IEEE J Biomed Health Inform. 2020 Oct;24(10):2993-3001. doi: 10.1109/JBHI.2020.2993761. Epub 2020 May 11.
Accurate prediction of the host phenotype from a metagenomic sample and identification of the associated microbial markers are important in understanding potential host-microbiome interactions related to disease initiation and progression. We introduce PopPhy-CNN, a novel convolutional neural network (CNN) learning framework that effectively exploits phylogenetic structure in microbial taxa for host phenotype prediction. Our approach takes an input format of a 2D matrix representing the phylogenetic tree populated with the relative abundance of microbial taxa in a metagenomic sample. This conversion empowers CNNs to explore the spatial relationship of the taxonomic annotations on the tree and their quantitative characteristics in metagenomic data. We show the competitiveness of our model compared to other available methods using nine metagenomic datasets of moderate size for binary classification. With synthetic and biological datasets, we show the superior and robust performance of our model for multi-class classification. Furthermore, we design a novel scheme for feature extraction from the learned CNN models and demonstrate improved performance when the extracted features. PopPhy-CNN is a practical deep learning framework for the prediction of host phenotype with the ability of facilitating the retrieval of predictive microbial taxa.
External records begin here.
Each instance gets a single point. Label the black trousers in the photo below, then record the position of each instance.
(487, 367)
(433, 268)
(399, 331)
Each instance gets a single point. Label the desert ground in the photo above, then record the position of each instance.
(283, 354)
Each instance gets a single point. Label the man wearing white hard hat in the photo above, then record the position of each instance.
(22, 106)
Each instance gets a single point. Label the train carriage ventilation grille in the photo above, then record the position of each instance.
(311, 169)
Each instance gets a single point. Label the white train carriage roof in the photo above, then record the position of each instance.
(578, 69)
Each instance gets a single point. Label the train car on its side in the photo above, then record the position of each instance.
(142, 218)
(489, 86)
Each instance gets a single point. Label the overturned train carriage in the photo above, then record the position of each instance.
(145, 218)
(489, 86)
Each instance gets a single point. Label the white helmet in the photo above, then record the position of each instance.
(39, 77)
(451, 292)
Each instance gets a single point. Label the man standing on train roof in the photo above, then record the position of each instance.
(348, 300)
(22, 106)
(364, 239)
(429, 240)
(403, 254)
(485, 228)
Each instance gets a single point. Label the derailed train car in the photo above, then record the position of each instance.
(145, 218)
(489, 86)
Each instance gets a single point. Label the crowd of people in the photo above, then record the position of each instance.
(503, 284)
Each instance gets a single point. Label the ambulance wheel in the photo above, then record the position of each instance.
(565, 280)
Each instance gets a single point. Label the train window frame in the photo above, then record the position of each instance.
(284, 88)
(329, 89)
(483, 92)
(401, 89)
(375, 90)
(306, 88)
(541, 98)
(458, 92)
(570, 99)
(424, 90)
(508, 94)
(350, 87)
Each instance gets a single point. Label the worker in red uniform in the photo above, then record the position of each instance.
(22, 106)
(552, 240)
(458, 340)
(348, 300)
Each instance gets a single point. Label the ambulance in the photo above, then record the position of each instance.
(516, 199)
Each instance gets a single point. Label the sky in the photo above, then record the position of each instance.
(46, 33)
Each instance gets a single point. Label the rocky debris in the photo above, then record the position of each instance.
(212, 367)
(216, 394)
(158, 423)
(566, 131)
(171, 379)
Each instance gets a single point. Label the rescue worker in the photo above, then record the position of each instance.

从宏基因组样本中准确预测宿主表型并识别相关的微生物标志物对于理解与疾病发生和进展相关的潜在宿主-微生物组相互作用非常重要。我们引入了 PopPhy-CNN,这是一种新颖的卷积神经网络(CNN)学习框架,可有效地利用微生物分类群中的系统发育结构进行宿主表型预测。我们的方法采用了一种输入格式,即二维矩阵表示带有相对丰度的微生物分类群的系统发育树,这些分类群存在于宏基因组样本中。这种转换使 CNN 能够探索树状分类注释的空间关系及其在宏基因组数据中的定量特征。我们使用九个中等大小的宏基因组数据集进行二进制分类,展示了我们的模型与其他可用方法的竞争力。通过合成和生物数据集,我们展示了我们的模型在多类分类方面的优越和稳健性能。此外,我们设计了一种从学习的 CNN 模型中提取特征的新方案,并证明了提取特征时的性能得到了提高。PopPhy-CNN 是一个实用的深度学习框架,用于预测宿主表型,具有促进预测性微生物分类群检索的能力。